"Since the mere possession of writings does not give knowledge, how are we to extract from this almost incomprehensibly large collection of written records the knowledge that we need?"
Enormous strides have been taken to revolutionize the speed and manner in which information on international sales law is disseminated. The University of Freiburg's CISG online website,
Uniquely, a large percentage of the resources that have been established - UNCITRAL, Unilex, Pace, the Members of the Autonomous Network of CISG Websites - have offered their information on the Internet free of charge. This has enabled persons from all geographical backgrounds to utilize the sources, thus taking great strides toward the development of the global jurisconsultorium that is necessary to foster the uniform application of the law.
The challenge is that in international sales law, more attention has been paid to the amount of information that is disseminated rather than the manner in which it is presented. A predictable retrieval system should be the next step to build solidly upon that which the international community has already created. There is an incorrect presumption that researchers know the legal concepts about which they need information and how to obtain this information. If the West approach had simply been to provide a comprehensive system of reporting without systematically classifying the information obtained, it is possible that [page 236] the ability to properly rely upon precedent would have been strained because of the conflicts arising in jurisdictions based on the inability to obtain necessary legal materials.
"The development of a homogeneous body of law under the [Sales] Convention depends on the channels for the collection and sharing of judicial decisions and bibliographic material so that experience in each country can be evaluated and followed or rejected in other jurisdictions."
There are three systems currently in place for the retrieval of materials on international sales law - the print index, computer-based Boolean searching and a system of organization based on substantive legal content. Each of these systems is analyzed in turn to determine whether any of them can provide the necessary structure for the creation of the framework to conceptualize international sales law.

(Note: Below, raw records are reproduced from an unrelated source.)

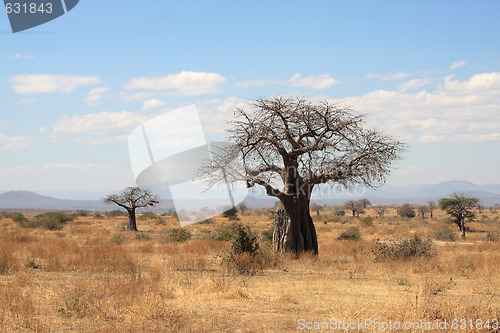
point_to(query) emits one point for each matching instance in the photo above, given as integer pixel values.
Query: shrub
(267, 235)
(231, 214)
(405, 249)
(115, 213)
(244, 241)
(53, 221)
(351, 233)
(406, 211)
(491, 237)
(225, 233)
(19, 218)
(242, 257)
(367, 221)
(338, 212)
(445, 234)
(142, 236)
(118, 239)
(177, 235)
(82, 213)
(148, 216)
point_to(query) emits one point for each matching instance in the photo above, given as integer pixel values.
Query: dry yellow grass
(80, 279)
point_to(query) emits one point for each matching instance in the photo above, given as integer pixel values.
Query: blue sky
(427, 72)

(1) The traditional print index " . . . allows a researcher to locate relevant information in a collection of documents. The most common type lists subjects alphabetically, followed by a reference allowing the researcher to locate the information in the document collection."
(2) The second system is computer-based and relies on Boolean searching as the major means to find relevant information. Boolean searching, discussed in more detail infra, allows a user to search machine-readable files for keywords that best describe a topic. A unique feature of the Boolean system is that the user can combine keywords or phrases using the operators "and", "or" and "not." The problem, however, is that Boolean searching presupposes that users know exactly what they are looking for because it relies on exact terminology. For example, searching for material on "acceptance of goods" will not retrieve documents that employ the term "taking delivery of goods". Unless the material within the computer is "marked" in a certain way, Boolean searching does not take into account synonyms.
Lawyers are accustomed to terminology derived from their domestic laws. Yet, a lawyer using domestic terminology to obtain information on international concepts may not retrieve information he or she is seeking (e.g., the phrase "rescission of the contract" may not retrieve CISG cases reflecting "avoidance of the contract"). Moreover, since many persons are not familiar with the range of commands that retrieval systems provide to refine searches (e.g., nested Boolean searching or obtaining relevancy rankings), document retrieval by laypersons can have minimal and inconsistent results.
Web pages that include a Boolean search option, usually also provide the contents of the site in a list; sub-categories may be displayed after the top-level heading is "clicked." The lists frequently give only the title of the item of information, however, and not the category or term for the legal concept that the work represents. Therefore, this search method may really be useful only when the user knows the precise title of the document he or she is looking for.
(3) The third retrieval system we have today in international sales law moves away from traditional research methodologies and relies more heavily on the substantive content of the law as a means for the structure of its classification system. It has taken two forms. Both are organized under a provision of a law. Taking the CISG as an example, the first organizes its documents by legal issue, the second also by the use of an "Annotated Text Page."
(a) UNILEX uses a system that organizes CISG cases under each CISG Article pursuant to a list of legal issues that could arise under that Article.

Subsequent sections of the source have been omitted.